In MySQL, an index type is a b-tree, and access an element in a b-tree is in logarithmic amortized time O(log(n))
.
On the other hand, accessing an element in a hash table is in O(1)
.
Why is a hash table not used instead of a b-tree in order to access data inside a database?
You can only access elements by their primary key in a hashtable.
This is faster than with a tree algorithm (O(1)
instead of log(n)
), but you cannot select ranges (everything in between x
and y
).
Tree algorithms support this in Log(n)
whereas hash indexes can result in a full table scan O(n)
.
Also the constant overhead of hash indexes is usually bigger (which is no factor in theta notation, but it still exists).

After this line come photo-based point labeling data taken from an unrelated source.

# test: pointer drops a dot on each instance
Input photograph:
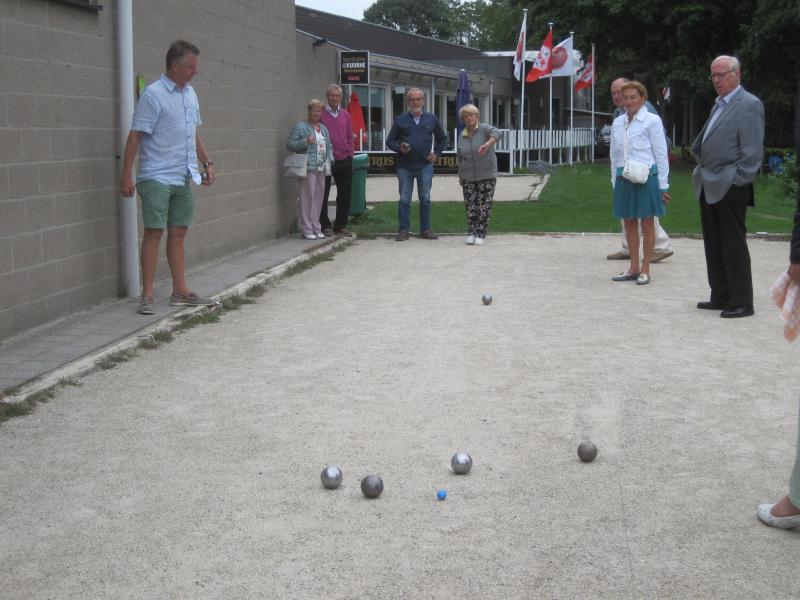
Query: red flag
(543, 63)
(519, 60)
(586, 77)
(357, 119)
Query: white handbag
(296, 165)
(633, 170)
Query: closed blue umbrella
(463, 96)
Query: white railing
(565, 145)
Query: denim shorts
(166, 205)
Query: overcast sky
(347, 8)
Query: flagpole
(571, 100)
(522, 83)
(594, 76)
(551, 107)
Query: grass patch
(112, 360)
(235, 301)
(201, 318)
(578, 199)
(299, 267)
(155, 339)
(44, 395)
(256, 291)
(9, 410)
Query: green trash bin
(358, 191)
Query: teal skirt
(638, 200)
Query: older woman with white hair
(311, 137)
(638, 143)
(477, 171)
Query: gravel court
(193, 470)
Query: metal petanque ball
(371, 486)
(461, 463)
(587, 451)
(331, 477)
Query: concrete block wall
(58, 227)
(59, 232)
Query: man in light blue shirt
(164, 135)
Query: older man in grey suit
(729, 151)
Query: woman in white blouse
(311, 137)
(638, 135)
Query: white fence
(557, 146)
(565, 145)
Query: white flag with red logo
(519, 56)
(586, 77)
(562, 59)
(543, 63)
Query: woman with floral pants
(477, 171)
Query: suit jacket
(733, 151)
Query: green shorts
(166, 205)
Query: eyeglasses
(715, 76)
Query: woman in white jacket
(638, 135)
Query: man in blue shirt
(164, 135)
(418, 138)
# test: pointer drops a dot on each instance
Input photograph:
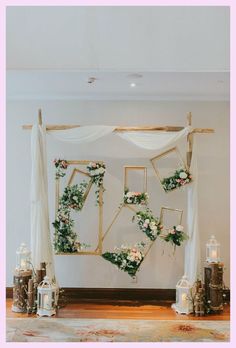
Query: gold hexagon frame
(98, 250)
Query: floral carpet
(113, 330)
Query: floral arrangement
(180, 178)
(127, 259)
(65, 239)
(97, 171)
(61, 166)
(148, 224)
(140, 198)
(176, 235)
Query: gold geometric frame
(98, 250)
(163, 154)
(129, 168)
(171, 209)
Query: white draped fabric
(41, 246)
(192, 248)
(154, 140)
(83, 135)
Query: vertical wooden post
(100, 236)
(40, 121)
(190, 141)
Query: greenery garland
(61, 166)
(180, 178)
(148, 224)
(126, 258)
(97, 171)
(140, 198)
(65, 239)
(176, 235)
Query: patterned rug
(113, 330)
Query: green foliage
(64, 237)
(148, 224)
(139, 198)
(128, 259)
(180, 178)
(176, 237)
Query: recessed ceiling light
(92, 79)
(134, 76)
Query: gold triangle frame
(98, 250)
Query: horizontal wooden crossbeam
(51, 127)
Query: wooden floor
(129, 310)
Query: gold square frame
(129, 168)
(163, 209)
(98, 249)
(163, 154)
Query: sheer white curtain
(82, 135)
(192, 248)
(41, 246)
(154, 140)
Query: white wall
(157, 271)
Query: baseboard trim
(116, 294)
(113, 294)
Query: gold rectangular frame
(171, 209)
(127, 168)
(163, 154)
(98, 249)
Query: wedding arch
(149, 138)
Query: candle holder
(20, 291)
(213, 250)
(47, 298)
(183, 303)
(23, 258)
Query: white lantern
(183, 303)
(23, 258)
(46, 298)
(213, 250)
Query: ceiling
(53, 85)
(181, 53)
(119, 38)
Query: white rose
(183, 175)
(131, 258)
(101, 170)
(179, 228)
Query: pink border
(3, 5)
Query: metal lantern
(46, 298)
(213, 250)
(183, 303)
(23, 258)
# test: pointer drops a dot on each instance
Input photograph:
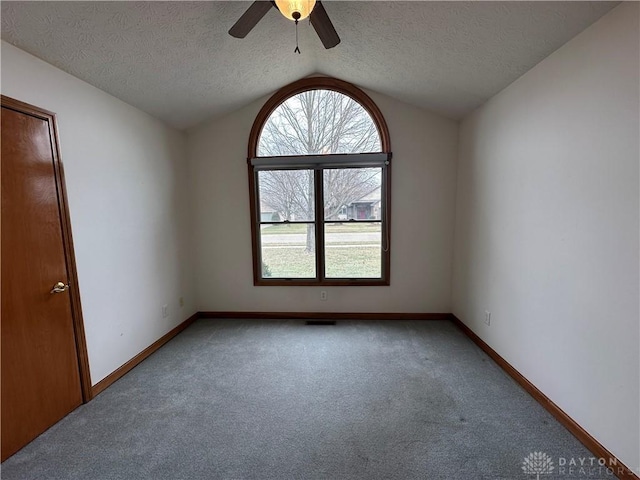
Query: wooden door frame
(67, 239)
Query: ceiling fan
(293, 10)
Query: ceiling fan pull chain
(297, 50)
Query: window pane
(288, 250)
(353, 250)
(286, 195)
(318, 122)
(353, 194)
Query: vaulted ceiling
(176, 61)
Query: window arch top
(318, 116)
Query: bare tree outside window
(317, 122)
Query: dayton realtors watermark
(541, 464)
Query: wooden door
(41, 380)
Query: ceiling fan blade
(249, 19)
(323, 26)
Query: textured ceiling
(176, 61)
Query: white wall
(423, 189)
(126, 181)
(547, 228)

Also tree algorithms are usually easier to maintain, grow with data, scale, etc.
Hash indexes work with pre-defined hash sizes, so you end up with some "buckets" where the objects are stored in. These objects are looped over again to really find the right one inside this partition.
So if you have small sizes you have a lot of overhead for small elements, big sizes result in further scanning.
Todays hash tables algorithms usually scale, but scaling can be inefficient.
There are indeed scalable hashing algorithms. Don't ask me how that works - its a mystery to me too. AFAIK they evolved from scalable replication where re-hashing is not easy.
Its called RUSH - Replication Under Scalable Hashing, and those algorithms are thus called RUSH algorithms.
However there may be a point where your index exceeds a tolerable size compared to your hash sizes and your entire index needs to be re-built. Usually this is not a problem, but for huge-huge-huge databases, this can take days.
The trade off for tree algorithms is small and they are suitable for almost every use case and thus are default.
However if you have a very precise use case and you know exactly what and only what is going to be needed, you can take advantage of hashing indexes.